# B. japonica and Bleach



## john.shephard26 (Mar 8, 2011)

Hi I have a problem with BBA wich is starting to cover my B. japonica which is BTW, a ball more than a foot (in diameter) big, so I would hate to see it gone.Does any one have experience with treating Blyxa?


----------



## Emily6 (Feb 14, 2006)

Yes! It is somewhat delicate- especially near the roots. So what I did when I had algae on mine was fill a lipped bowl with 2% bleach solution and try to just dip the leaves in it, laying the roots over the lip as best you can. 

Leave it for 2 minutes. Set a timer- it's worth the couple seconds!

Blyxa looks like spaghetti when the leaves are killed. If this still toasts the blyxa after replanting (and I can't promise it won't), let the root balls stay in the soil- it'll grow back eventually.

If the roots weren't so great to begin with (not many, that is), float what's left in the tank- I recommend in a mesh bag or nylon stocking. They'll grow new leaves (albeit in the wrong direction).
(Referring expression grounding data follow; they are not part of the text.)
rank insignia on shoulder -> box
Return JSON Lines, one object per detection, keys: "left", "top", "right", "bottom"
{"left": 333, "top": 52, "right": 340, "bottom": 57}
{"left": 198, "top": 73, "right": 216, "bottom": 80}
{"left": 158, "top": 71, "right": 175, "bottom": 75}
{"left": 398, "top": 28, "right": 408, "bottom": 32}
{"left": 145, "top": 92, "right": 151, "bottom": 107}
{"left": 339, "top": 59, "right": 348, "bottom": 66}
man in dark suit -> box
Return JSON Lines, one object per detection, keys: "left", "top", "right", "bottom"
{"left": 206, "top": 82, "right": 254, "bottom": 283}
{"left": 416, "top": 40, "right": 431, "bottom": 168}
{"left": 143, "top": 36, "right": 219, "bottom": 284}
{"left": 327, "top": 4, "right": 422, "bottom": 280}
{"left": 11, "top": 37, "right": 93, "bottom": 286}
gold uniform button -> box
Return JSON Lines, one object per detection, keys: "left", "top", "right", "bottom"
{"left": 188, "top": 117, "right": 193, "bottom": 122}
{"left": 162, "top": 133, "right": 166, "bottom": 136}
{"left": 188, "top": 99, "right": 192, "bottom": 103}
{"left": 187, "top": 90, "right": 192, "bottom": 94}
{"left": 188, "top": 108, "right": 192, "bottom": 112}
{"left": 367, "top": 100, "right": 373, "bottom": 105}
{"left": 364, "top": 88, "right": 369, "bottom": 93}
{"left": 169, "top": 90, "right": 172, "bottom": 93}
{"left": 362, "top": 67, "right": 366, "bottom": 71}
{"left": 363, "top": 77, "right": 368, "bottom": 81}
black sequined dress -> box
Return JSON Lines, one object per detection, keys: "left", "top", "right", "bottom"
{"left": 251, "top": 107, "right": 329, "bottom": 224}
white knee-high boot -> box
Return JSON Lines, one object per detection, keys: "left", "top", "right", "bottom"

Then replant.

ALSO- if all this scares you (and I wouldn't blame you if this was too risky sounding) try hydrogen peroxide spot-treating. Get a dental syringe, fill with H2O2, turn off the filter, squirt- wait an hour- turn the filter back on. It's important that the light is on and watch for bubbling- this is good. Then do a water change.

Good luck! I've done it a bunch and I still have blyxa (even after "killing" it a couple times).


----------